マリオのようなRPGゲームを作ろうと思い着手したこのプロジェクトは、俺が過去に携わったプロジェクトの中で、かけた時間、コード量、そして終わった時の達成感という面で最大のものである。着想から一応の完成まで、約5か月かかった(途中1か月ほど訳あって中断していたので、実際の制作期間は3,4か月くらい)。

 

開発はJavaで行い、外部ライブラリーは一切使っていない。当時はライブラリーを使うことはずるだと勝手に考えていたので、意地でも全部自分で作りたいという思いがあった。今このようなゲームを作るとしたら間違いなくライブラリーを使っていただろう。そっちの方が効率的で、時間を大幅に短縮できるからだ。しかしこのゲームをライブラリーなしで作ったことで、プログラミングの力が大きくついたと思う。
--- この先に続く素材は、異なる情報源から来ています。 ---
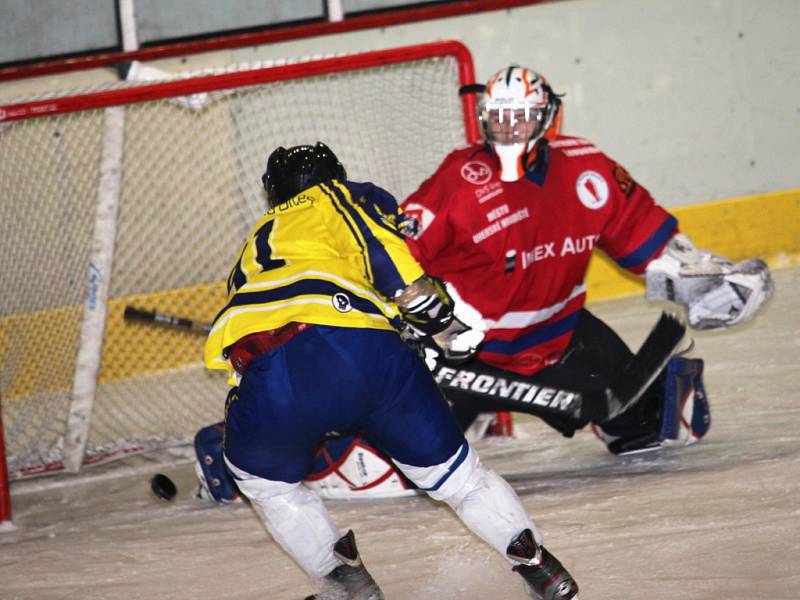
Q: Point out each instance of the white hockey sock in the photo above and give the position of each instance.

画面のスクロールや、フィジクスの処理、グラフィクスのレンダリングとかをすべて自分で実装したのは大変だったが、プログラムに対する理解が深まった。

 

ゲーム開発のプログラミング以外の要素も経験することができた。ストーリーの作成や、キャラクターのデザイン、マップの構築、ルールの調整など、ゲームは様々な要素を統合して作り上げていかなければならないのだと学んだ。特にキャラクターやマップのデザインは、画像編集が得意でなく別に好きでもない俺にとって、一番面倒な部分であったが、結果的にはいいものができたと自負している。

 

いきなり完成品を目指すのではなく、最初はできるだけ要素を削った最もシンプルな機能の実装から始めた。最初はただの水平線と適当に描いたキャラクターを描写し、キーボード入力に合わせてキャラクターが移動し、画面もそれに合わせてスクロールするという基本的なところから始めた。といっても、ここまで作るのが一番大変なのだが。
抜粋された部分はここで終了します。